The amplitude of the cogging force changes drastically when the generator’s operation point changes from Interval I to Interval II. The two outmost magnets during Interval I seem to smooth out each other, which results in a smaller value on the amplitude of the total cogging force.

Secondary effects of the increases cogging force could impact the buoy’s capability to absorb energy from the ocean waves and it may impact the survivability of the mechanical structure. The frequency of the cogging force is of the same magnitude as the electrical frequency, the authors thereby believe that the buoy perceives the cogging force as the electrical damping force, i.e., as an additional damping every time the force is directed in the opposite direction of the translator’s velocity. The additional force decreases the translator’s capability to accelerate and achieve a high speed in the positive direction, and a secondary effect of the cogging can thereby be a decreasing power output. The opposite happens when the cogging force is directed in the direction of the translator’s velocity.
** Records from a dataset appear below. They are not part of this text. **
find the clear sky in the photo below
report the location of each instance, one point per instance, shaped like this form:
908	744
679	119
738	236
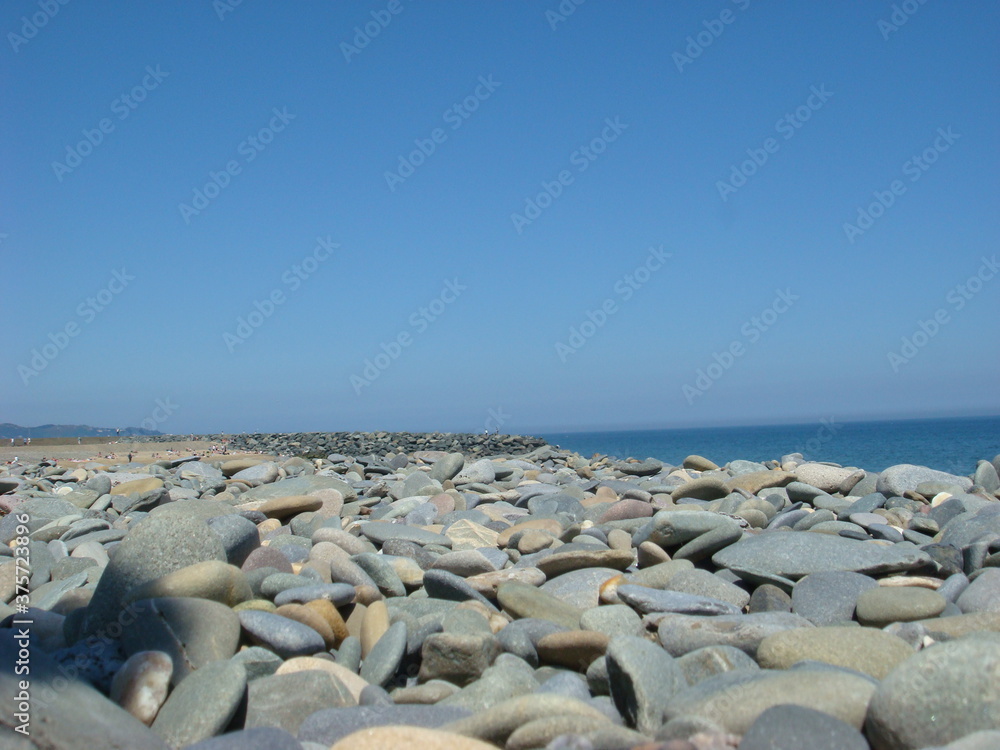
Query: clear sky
418	215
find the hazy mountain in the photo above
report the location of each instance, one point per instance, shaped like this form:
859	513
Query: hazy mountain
8	430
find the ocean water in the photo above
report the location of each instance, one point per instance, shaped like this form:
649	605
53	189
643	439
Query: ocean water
952	445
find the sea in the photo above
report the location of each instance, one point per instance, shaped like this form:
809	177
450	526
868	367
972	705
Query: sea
954	445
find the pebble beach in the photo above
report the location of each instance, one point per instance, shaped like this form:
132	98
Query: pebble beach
396	590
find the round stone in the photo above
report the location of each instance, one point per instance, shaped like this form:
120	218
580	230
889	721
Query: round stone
867	650
574	649
943	693
141	685
202	705
885	605
285	637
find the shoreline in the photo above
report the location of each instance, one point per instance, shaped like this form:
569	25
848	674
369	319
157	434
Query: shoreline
505	599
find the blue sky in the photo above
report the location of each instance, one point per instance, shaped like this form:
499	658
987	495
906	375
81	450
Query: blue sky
388	200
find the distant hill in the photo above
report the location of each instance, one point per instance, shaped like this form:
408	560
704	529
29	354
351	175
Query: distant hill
8	430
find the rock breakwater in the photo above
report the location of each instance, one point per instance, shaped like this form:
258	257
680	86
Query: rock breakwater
516	596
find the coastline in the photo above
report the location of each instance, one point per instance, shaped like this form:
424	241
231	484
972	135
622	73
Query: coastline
617	602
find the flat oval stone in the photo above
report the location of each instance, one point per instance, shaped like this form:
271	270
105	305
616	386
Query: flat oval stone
563	562
645	600
702	663
259	738
212	579
496	724
735	700
680	634
829	597
440	584
643	679
457	658
786	727
339	672
66	713
797	554
867	650
408	738
884	605
157	545
521	600
574	649
941	694
580	588
385	656
286	700
290	505
488	583
380	532
340	594
142	683
202	705
285	637
192	632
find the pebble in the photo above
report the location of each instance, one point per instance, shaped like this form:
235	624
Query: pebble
385	656
596	583
573	649
680	634
643	678
457	658
884	605
202	704
735	700
790	727
142	683
286	700
798	555
828	597
867	650
522	600
408	738
940	695
285	637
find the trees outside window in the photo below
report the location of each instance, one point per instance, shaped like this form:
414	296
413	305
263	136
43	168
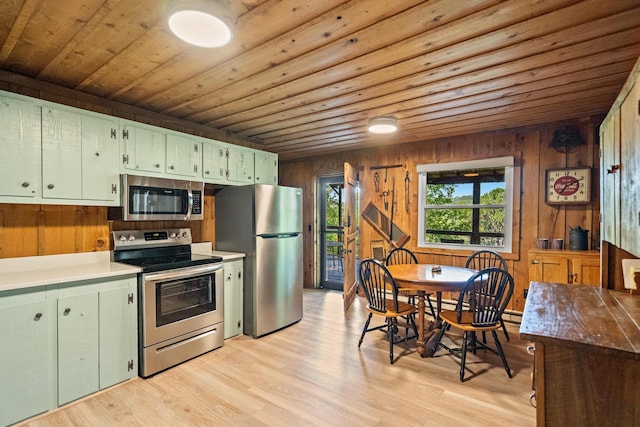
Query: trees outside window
466	204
The magnetic force increases the accelerating force, and increases the translator’s capability to achieve a higher velocity.

6. Conclusions

The longitudinal end effects of a linear permanent magnet synchronous generator, suggested for a wave power plant, have been studied. Parts of the results have been compared with simulations where the longitudinal ends are neglected.

The longitudinal end effects were identified to have an important impact on the generator’s magnetic circuit, such as significant contribution to the cogging force and core losses in the translator.
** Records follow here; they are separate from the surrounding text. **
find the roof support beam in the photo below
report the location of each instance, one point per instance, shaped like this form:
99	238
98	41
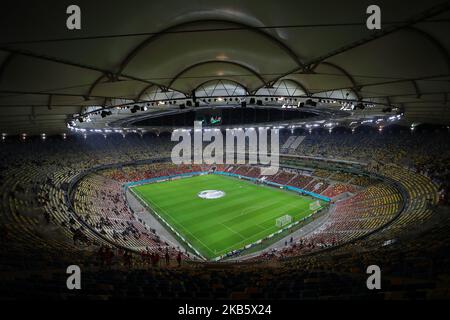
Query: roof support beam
427	14
416	87
199	64
155	37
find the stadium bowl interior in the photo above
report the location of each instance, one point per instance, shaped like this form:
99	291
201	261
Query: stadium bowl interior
90	119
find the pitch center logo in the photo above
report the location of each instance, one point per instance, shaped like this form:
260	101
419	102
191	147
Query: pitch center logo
237	143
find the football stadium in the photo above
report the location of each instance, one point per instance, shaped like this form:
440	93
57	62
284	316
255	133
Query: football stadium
225	151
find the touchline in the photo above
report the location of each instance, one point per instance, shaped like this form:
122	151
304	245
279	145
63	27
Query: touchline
237	141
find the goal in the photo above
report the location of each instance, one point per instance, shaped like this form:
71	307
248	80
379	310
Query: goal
315	205
283	221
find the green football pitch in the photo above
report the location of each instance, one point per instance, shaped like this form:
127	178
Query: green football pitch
245	214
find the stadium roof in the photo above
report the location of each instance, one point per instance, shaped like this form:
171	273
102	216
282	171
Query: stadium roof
128	49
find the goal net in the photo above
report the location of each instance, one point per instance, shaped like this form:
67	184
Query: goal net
283	221
315	205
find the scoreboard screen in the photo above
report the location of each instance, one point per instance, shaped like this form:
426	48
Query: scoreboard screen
209	117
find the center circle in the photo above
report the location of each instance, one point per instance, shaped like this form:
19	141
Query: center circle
211	194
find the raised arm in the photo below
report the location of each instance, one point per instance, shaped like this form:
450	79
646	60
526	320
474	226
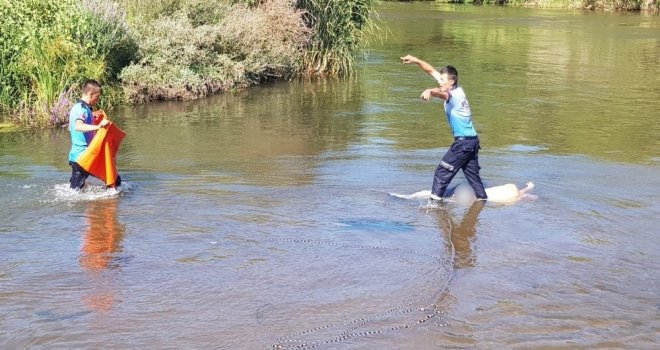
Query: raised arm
408	59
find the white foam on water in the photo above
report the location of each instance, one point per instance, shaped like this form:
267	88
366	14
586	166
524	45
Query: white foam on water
426	194
63	193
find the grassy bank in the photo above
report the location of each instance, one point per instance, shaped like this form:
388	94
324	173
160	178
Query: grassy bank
166	49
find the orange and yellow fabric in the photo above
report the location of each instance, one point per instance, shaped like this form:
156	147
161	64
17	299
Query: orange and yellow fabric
100	158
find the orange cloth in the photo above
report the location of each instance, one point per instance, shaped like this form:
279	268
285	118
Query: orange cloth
100	158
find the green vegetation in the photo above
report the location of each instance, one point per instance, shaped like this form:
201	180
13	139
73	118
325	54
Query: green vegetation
145	50
340	31
166	49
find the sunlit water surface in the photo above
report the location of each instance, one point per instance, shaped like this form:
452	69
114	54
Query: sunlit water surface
264	219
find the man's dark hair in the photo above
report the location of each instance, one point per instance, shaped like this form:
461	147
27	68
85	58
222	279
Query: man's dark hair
90	84
452	73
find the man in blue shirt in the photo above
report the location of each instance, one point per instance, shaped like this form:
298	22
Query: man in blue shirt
82	129
463	153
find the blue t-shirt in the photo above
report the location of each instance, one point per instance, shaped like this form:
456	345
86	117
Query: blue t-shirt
80	140
458	113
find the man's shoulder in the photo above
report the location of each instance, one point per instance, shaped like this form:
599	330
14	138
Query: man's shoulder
77	111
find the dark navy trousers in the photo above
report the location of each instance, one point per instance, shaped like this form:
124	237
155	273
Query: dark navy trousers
79	175
462	155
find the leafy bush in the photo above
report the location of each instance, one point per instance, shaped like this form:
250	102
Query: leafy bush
48	47
340	31
183	57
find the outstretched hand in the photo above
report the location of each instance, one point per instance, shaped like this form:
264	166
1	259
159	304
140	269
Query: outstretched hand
407	59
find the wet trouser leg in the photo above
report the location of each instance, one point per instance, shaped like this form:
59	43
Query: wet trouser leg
463	154
78	176
471	171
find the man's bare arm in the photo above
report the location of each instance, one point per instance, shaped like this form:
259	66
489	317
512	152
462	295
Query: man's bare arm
408	59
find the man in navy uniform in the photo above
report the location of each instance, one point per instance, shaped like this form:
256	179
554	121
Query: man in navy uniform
463	153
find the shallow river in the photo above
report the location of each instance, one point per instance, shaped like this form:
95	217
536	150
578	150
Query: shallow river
265	218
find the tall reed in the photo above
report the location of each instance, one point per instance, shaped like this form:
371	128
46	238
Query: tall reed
341	29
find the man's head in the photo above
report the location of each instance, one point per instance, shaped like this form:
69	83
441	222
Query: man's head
448	78
91	92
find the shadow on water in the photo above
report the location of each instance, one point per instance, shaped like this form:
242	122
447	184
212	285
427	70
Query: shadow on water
100	252
461	235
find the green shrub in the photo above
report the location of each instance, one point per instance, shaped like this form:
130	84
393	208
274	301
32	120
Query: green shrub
48	47
340	32
184	58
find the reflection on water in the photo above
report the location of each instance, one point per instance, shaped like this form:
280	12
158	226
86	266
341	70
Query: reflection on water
101	241
262	218
461	234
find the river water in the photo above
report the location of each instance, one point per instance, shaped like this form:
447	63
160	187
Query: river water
265	218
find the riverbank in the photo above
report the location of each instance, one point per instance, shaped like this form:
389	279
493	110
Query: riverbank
182	49
166	49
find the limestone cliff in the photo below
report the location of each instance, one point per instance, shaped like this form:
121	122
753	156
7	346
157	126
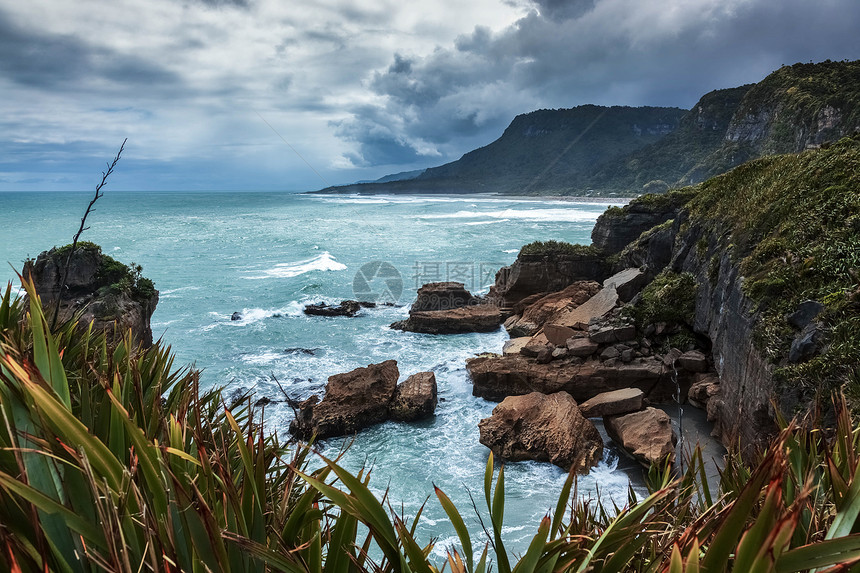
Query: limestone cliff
112	296
762	241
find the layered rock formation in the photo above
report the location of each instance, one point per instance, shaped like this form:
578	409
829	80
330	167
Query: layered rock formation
363	397
546	273
647	435
110	295
448	308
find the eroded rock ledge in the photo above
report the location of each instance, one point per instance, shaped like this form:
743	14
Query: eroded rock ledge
448	308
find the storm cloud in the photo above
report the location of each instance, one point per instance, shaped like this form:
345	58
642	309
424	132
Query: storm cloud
609	52
208	91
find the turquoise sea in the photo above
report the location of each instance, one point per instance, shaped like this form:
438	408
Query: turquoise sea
266	255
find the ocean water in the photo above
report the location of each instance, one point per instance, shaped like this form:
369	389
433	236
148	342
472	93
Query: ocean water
266	255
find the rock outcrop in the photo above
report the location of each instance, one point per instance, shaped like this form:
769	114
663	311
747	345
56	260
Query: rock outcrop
448	308
415	398
363	397
529	319
543	428
617	228
353	401
109	294
345	308
497	377
546	273
613	403
646	435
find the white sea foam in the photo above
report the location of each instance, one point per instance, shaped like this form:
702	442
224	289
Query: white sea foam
553	214
322	262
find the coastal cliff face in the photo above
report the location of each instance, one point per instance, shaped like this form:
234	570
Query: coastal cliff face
109	294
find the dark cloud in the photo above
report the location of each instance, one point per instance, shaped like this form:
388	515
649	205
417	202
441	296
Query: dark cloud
564	9
610	52
50	61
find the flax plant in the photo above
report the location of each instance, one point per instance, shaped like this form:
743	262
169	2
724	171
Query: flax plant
113	460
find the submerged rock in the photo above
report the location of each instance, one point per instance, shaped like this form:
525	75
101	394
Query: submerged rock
415	398
544	309
546	428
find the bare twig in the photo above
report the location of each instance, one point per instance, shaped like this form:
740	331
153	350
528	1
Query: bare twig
82	228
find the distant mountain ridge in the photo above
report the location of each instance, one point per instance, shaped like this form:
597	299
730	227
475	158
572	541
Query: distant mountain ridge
595	150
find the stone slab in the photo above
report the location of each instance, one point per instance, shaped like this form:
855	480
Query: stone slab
597	306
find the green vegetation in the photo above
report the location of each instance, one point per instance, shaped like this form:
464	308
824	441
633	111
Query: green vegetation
794	221
111	460
670	297
558	248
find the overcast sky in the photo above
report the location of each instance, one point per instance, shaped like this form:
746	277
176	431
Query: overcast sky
268	94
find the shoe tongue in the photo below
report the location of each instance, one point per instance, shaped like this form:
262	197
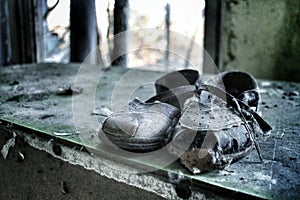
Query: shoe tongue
203	117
The results present a periodically varying value of the magnetic energy in the translator, where the peaks appear at the same distance as the pole width. The amplitude of the core loss is on the other hand independent of the total amount of energy, i.e., the number of active magnets, illustrated in Figure 8. The authors therefore state the following: the core losses in the translator are mainly raised by the shift of coupled magnets when the outermost magnet slips in to and out of the stator. In a rotating generator, where the longitudinal ends do not exist, these core losses are very likely significantly lower.

The cogging force has the same periodical shape as the total energy in the translator with peaks every 55 mm. If the cogging force was mainly raised by the stator teeth, the force would have had a much higher frequency, i.e., the peaks would be located with the same distance as the teeth. For this reason, the following statement has been made: the cogging force is mainly produced by the longitudinal ends, i.e., the main contribution to the total value of the force is when a magnet slips in or out of the stator. The results from the simulation where the longitudinal ends effects are neglected, see Figure 10, strengthen this conclusion. In the presented result in Figure 10, the amplitude of the force is significantly lower with a higher frequency.
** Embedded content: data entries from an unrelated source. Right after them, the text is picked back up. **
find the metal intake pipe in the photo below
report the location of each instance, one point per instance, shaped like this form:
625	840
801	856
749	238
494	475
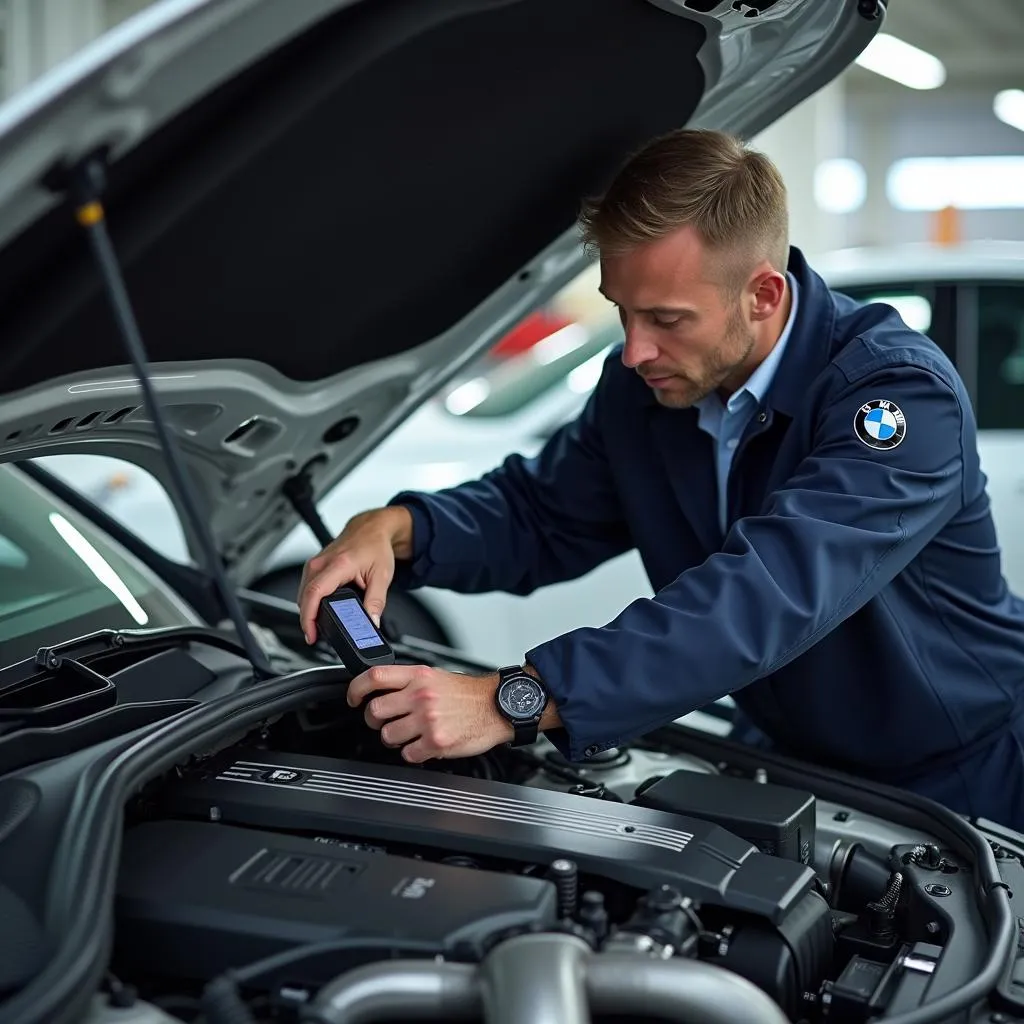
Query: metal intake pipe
537	979
415	989
683	990
544	979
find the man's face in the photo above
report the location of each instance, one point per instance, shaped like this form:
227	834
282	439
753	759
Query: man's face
688	332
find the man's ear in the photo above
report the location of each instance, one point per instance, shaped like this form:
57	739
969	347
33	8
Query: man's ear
767	290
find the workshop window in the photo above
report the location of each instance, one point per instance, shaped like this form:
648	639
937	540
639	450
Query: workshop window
1000	356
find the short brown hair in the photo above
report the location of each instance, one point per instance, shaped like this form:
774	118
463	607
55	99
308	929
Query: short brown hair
732	196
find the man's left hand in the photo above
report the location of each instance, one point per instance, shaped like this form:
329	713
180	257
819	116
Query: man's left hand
429	713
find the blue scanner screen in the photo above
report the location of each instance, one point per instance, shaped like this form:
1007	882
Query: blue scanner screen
356	623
However, the authors conclude that the cogging force neither increases nor decreases the wave power plant’s capability to absorb energy at rated speed and power output. The cogging force is synchronous with the electromagnetic damping force but significant smaller. At the relatively low speed that the generator is rated for, 0.7 m/s, the electromagnetic damping force is many times greater the cogging force when the output power reaches 25 kW.

The additional core losses in the translator, caused by the longitudinal ends are relatively large. The authors do however not believe that the losses can cause thermal problems for the surface mounted permanent magnets, and is thereby not affecting the wave power plant system negative. The losses are also not large enough to motivate the use of a bigger buoy for wave energy absorption and do not cause any extra strain on the mechanical design.

However, the results call for additional investigations and comparisons with similar investigations on rotating generators, in order to fully identify the secondary effects of the longitudinal ends in a linear machine. Identification of these effects is necessary in order to determine which different design criteria should be applied by engineers depending on if they are constructing a linear or rotating machine.